A handful of Colorado cities have passed local assault weapons bans in recent years, and Rhodes points out that the courts have put many of those restrictions on hold.

“Assault weapons bans, any ban on arms, is not consistent with the Bruen decision,” said Rhodes, because of the “history, and tradition, that test that it has to be met with.” 

Rhodes said he’s cognizant of the fact that Republicans in the state legislature lack the votes to stop any of the Democratic gun proposals this year, including the assault weapons ban. That’is one reason he said he won’t be spending the bulk of his time rallying his group’s members to come to the statehouse.

“I'm not saying it's a lost cause for us to spend money. We still are spending money in the legislature, but the majority of our resources are being tied up in the courts right now,” he said.

The question of an assault weapons ban divides statehouse Democrats

Last year’s version of the assault weapons ban had a rough road in the legislature. It languished for more than a month before it got its first hearing, which ended with an attempt by the bill’s sponsor to significantly water it down. Three House Democrats sided with the panel’s Republicans and voted against it.

Some of those Democratic no votes are no longer members of the House Judiciary committee, including former Rep. Said Sharbini, and Rep. Bob Marshall of Highlands Ranch. Marshall said he was honoring a campaign promise with his vote against the measure. 

“Being the first Democrat elected from Douglas County since 1966, I ran on a commitment that I would oppose any rollback of gun law restrictions in this state, but that I wouldn't support any further restrictions,” he said. 

Another Democrat who opposed it, Rep. Marc Snyder, still sits on the judiciary committee. He worried about how effective the bill would be when neighboring states like Wyoming have much less restrictive gun laws and people could purchase firearms there.

If the proposal can make it out of the House committee, the bill may have a better chance on the floor. Democrats hold a historic majority, so backers could lose as many as 13 Democratic votes in that chamber and still pass the measure onto the Senate, which has a slightly smaller Democratic majority but narrower committees.

Notably, the ban was not brought forward by the same lawmakers whose names have been on other pieces of successful gun legislation in recent years.
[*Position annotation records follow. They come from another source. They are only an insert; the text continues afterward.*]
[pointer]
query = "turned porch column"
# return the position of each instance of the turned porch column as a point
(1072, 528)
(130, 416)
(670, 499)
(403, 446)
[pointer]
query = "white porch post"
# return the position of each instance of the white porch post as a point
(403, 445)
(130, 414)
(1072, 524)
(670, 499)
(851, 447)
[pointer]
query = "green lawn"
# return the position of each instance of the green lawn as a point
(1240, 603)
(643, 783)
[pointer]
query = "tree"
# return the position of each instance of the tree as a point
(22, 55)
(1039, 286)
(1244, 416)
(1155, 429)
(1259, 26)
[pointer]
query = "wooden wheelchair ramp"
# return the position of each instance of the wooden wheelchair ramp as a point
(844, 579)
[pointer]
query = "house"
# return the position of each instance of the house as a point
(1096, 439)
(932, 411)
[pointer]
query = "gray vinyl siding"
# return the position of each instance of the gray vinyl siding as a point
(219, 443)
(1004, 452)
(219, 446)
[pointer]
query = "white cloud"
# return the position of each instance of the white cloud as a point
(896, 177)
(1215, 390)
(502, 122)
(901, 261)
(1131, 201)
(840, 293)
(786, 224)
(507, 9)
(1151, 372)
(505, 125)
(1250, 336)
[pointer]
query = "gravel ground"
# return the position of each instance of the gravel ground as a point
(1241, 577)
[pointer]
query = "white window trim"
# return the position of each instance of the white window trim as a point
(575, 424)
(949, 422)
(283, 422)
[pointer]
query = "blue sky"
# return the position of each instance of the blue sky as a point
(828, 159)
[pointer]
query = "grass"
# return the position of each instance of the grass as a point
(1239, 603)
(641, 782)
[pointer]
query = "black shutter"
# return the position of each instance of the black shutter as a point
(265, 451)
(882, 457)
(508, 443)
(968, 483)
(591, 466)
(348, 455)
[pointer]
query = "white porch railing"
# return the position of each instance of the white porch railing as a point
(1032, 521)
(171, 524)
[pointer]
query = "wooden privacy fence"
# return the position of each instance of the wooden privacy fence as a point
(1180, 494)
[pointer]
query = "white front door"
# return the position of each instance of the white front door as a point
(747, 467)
Democratic Rep. Meg Froelich of Denver has been actively engaged on the issue and is sponsoring measures this session to give the Colorado Bureau of Investigation authority to investigate firearms crimes, and create a merchant code for firearm purchases to let banks  potentially track suspicious gun purchases. She said she supports banning assault weapons, but is putting her main focus on stepping up implementation and enforcement of the state’s current laws.

“We are having problems with enforcement on ghost guns and magazine limits, and we're seeing just a checkerboard enforcement across the state,” said Froelich.

Fiona Macdonald, a 16-year-old student at Denver East high school, plans to attend the hearing because she is involved with her high school’s Students Demand Action group. She said an assault weapons ban is a step in the right direction. 

“Growing up in America, there's always kind of that feeling that you're not truly safe in schools,” Macdonald said. And I feel like it's almost a common experience for every student to think, ‘What am I going to do in the case that there's a shooter or what's going to happen to me?’” 

She said students at East are still grieving the death of former classmate, Luis Garcia, a 16-year-old who was shot outside the school last year and later died. The community was further shaken by the shooting of two school administrators by a student who later took his own life.

“I feel like everybody's still almost on edge because there's no guarantee that things like this can't happen again, or happen to people that we know and we care about,” Macdonald said.

The bill now awaits a hearing before the House Judiciary Committee, which has not been scheduled yet.